Oğuz dolu gözleriyle yanıma geldi. İçim yandı onun bu haline. Elimi beline sarıp kendime çektim, alnını öptüm.
Gülşah Abla üstümüze yürüyüp Oğuz'u yakasından tutup benden ayırmaya çalıştı. Ellerini tutup yakasından ayırdım.
"SİZ OĞUZ'DAN RAHATSIZ DEĞİL MİSİNİZ? BIRAKIN İŞTE! BURAKIN BURADA KALSIN! SİZ DE RAHAT EDERSİNİZ!"
Derin bir nefes aldım.
"Oğuz artık itip kalktığınız Oğuz değil. Yanında, arkasında dağ gibi sevgilisi var. Ezdirmem! Bu saatten sonra müsade etmem."
Gülşah Abla ağlayarak yere oturdu. Bağırarak göğsüne vuruyordu. Oğuz gözünden akan yaşlarla annesinin yanına çöktü. Elini tuttu.
"Yapma anne."
"Anne deme bana! Namussuz! Ben bunu hak edecek ne yaptım rabbim?"
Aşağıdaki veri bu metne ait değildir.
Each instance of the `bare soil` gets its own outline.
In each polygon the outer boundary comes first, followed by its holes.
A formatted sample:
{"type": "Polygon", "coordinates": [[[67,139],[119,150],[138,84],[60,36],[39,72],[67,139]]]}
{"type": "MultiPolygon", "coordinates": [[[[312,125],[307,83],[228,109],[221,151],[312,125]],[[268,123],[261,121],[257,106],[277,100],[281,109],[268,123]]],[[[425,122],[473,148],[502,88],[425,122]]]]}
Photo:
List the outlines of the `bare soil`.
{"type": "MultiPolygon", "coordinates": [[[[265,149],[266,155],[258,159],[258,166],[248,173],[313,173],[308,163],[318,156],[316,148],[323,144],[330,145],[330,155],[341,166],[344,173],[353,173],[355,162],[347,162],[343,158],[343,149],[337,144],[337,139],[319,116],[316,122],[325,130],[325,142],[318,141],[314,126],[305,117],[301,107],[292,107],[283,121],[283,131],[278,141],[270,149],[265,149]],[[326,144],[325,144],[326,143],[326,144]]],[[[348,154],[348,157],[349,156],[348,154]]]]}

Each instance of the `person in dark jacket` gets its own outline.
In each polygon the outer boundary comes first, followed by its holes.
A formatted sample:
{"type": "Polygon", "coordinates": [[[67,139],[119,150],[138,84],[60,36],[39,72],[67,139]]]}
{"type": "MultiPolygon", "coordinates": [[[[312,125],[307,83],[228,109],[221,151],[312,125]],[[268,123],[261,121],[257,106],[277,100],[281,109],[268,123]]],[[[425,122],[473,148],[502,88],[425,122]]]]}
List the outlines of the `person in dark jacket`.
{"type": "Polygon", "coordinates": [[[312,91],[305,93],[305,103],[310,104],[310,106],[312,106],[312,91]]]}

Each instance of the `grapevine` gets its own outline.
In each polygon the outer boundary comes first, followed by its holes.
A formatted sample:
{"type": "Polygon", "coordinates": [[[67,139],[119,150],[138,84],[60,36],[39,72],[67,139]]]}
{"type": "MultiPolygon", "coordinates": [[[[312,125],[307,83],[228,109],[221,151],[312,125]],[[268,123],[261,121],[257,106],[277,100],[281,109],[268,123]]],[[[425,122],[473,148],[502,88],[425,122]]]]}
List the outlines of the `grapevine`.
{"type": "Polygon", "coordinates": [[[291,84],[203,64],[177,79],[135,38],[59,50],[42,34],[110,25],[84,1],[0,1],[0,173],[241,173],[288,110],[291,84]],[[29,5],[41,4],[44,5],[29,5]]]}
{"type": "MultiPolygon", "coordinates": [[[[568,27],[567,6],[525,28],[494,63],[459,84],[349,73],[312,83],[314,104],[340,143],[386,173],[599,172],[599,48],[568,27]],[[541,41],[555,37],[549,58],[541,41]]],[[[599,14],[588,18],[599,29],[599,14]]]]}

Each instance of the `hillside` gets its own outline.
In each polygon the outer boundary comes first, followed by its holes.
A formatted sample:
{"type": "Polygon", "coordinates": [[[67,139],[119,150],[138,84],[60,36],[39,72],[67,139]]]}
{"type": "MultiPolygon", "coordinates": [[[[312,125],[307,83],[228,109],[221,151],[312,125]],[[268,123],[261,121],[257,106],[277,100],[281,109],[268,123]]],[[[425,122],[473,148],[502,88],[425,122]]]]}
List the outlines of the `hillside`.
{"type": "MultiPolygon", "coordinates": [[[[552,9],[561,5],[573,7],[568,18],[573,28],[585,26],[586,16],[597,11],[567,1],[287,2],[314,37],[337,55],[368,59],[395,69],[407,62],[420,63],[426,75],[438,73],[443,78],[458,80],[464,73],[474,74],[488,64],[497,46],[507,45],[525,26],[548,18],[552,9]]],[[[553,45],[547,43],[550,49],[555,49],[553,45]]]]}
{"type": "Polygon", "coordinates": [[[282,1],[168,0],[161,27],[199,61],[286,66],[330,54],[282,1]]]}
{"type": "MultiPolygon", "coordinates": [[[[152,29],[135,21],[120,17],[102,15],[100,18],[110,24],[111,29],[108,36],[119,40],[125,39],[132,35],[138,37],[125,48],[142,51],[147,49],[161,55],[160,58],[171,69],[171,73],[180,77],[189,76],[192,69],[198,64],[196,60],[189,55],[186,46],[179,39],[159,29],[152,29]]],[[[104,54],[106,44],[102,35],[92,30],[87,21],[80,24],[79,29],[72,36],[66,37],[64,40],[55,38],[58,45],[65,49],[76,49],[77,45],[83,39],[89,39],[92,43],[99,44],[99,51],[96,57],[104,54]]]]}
Oğuz daha çok ağlarken eve girip hızlıca su alıp çıktım. Oğuz'a uzattım. Oğuz annesinin yüzüne su çarpıp kalan suyu içirdi. Yavaş yavaş sakinleşirken Oğuz çok ağlıyordu. Onun bu halini gördükce gözlerim doluyordu. Kurban olurdum tek damla göz yaşına.
"Burada yaşayamazsın. Kimseye açıklayamam bu durumu. Arada gelip ne yaprsan yap! Belli sen akıllanmayacaksın! Başıma bela oldun bela! Evlat değilde bela doğurmuşum ben! Allahından bul!
Yumruklarımı sıktım. Oğuz hıçkıra hıçkıra ağlıyordu. Kollarından tutup yerden kaldırdım Oguz'u.
"Sakinleşince gelir eve Oğuz, size de iyi günler."
Oğuz'u tutup eve soktum. Eve girer gimez kollarını boynuma sarıp ağlamaya devam etti. Bir elimi beline sıkıca sarıp diğeriyle sakinleşmesi için sırtını okşadım. Saçlarına öpücükler kondurdum. Gözümden akan yaşlara şaşırmadım. O üzgünken, bu kadar dağılmışken ağlamamam imkansızdı.
"Senin tek damla göz yaşına kurban olurum ben. Seni sevmediklerinden daha çok seveceğim. Seni üzdüklerinden daha çok mutlu edeceğim. Artık yalnız değilsin."
Kafasını kaldırıp dudaklarımızı birleştirdi. Yumuşakça öpüştük.
"İyi ki Doğan, binlerce kez iyi kim var senin hakkında. Seni seviyorum, çok seviyorum hem de."
Bir kez daha öptü dudaklarımı.
"Babamdan sonra ilk defa kendimi yalnız hissetmedim."
Bir kez daha dudaklarımı öptü.
"Annem bana karşı hep böyleydi ama bu sefer biraz fazla koydu yalan yok. Daha da ileri gitti lafları ve bunu senin önünde yaptı. Ama sen bana destek çıktın. Şu kolların arasında avuttun beni, benimle ağladın. İyi ki varsın Doğan. Şu anımızı annemin bozmasına izin vermeyeceğim. Gece hayal ettiğim gibi kahvaltımızı yapacağız güzelce ve ben sonra gideceğim. Ama yine geleceğim. Hep geleceğim. Benim yerim bu kolların arası."
Dudaklarını bu sefer ben öptüm.
"Ne olursa olsun bu kollarda ağlayacaksın eğer ağlayacaksan. Beraber gülüp beraber ağlayacağız. Unuttun mu biz koca kocayız?"
Sonunda güldü Oğuz. O gülünce ben de güldüm.
"Evet biz koca kocayız. Hadi kahvaltı yapalım kocam."
Ne olursa olsun biz yan yana olduktan sonra kimse bize bir şey yapamazdı. Buna bugün emin olmuştum.
Sanki hiçbir şey olmamış gibi mutlu bir sabaha uyanmışız gibi güzel bir kahvaltı yaptık. Ardından Oğuz gitti. Onun orda üzüleceğini bilerek göndermiştim. Ama onu rahat bırakmayarak zırt pırt mesaj attım. Yalnız olmadığını hissettirmek istercesine, hep yanındayım dercesine.